From the very beginning of his tenure as the mayor of North Charleston, South Carolina’s third largest city, Mr Summey had to learn how to be both, a leader and a salesman. In 1994, the Charleston Naval Shipyard, the region’s major employer, was preparing to close, following the post-Cold War defence budget cuts, and as Mr Summey recalls the city was facing job losses counted in thousands.

Advertisement

Yet, it was not just the loss of jobs connected with the naval base that worried him. “My main concern was that with the closure of the shipyard, small businesses will start closing, anticipating the loss of customers,” he says. “We had to keep the positive outlook on local economy.” Back then he did it by reassuring whoever would listen that things would be fine. “My goal was to convince people that we will not miss a beat. It might have been a stretch, but it worked. Our retail sales actually grew in the first year after the closure.”

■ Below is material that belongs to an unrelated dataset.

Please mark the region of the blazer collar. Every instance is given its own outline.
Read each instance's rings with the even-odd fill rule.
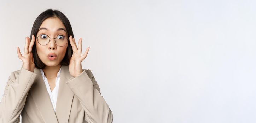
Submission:
[[[34,73],[37,76],[29,91],[44,121],[68,123],[74,96],[66,83],[73,77],[69,73],[69,66],[62,67],[55,112],[40,70],[35,68]]]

North Charleston managed to avoid an economic downturn, but it was not thanks to wishful thinking and playing it cool. Asked for the main factors that made the local economy strong again, Mr Summey points to investment from Chicago-based aerospace giant Boeing, which in October 2009 chose the city as the location for its final assembly of 787 Dreamliner planes. Since then, it is estimated that the company invested more than $2bn in land and employed more than 8000 local workers.

Onwards and upwards

But according to Mr Summey, the value of landing a business such as Boeing is not only in direct jobs, but also small and medium-sized companies that it supports. “Boeing has been a great asset, especially given the spin-off jobs they create,” he says.

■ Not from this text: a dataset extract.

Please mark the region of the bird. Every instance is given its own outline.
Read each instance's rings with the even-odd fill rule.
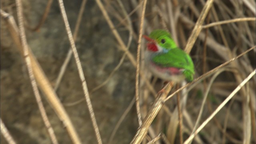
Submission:
[[[145,63],[153,75],[163,80],[180,82],[194,79],[193,61],[188,54],[179,48],[171,34],[164,30],[153,30],[148,36],[145,52]]]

After scoring an anchor investor such as Boeing and stabilising the local economy, Mr Summey has his eyes on other advanced manufacturing industries. “We would love to get a major boat manufacturer, given our location [close to the Atlantic coast], snd more of the automative industry,” says Mr Summey. “They will find a great quality life of here, cost-competitive operations and a good business environment,” he adds, in salesman mode. “Boeing, while announcing their investments, stated that what drove them to the area was how was you can be up and running here. We are happy to prove this to be true for other investors.”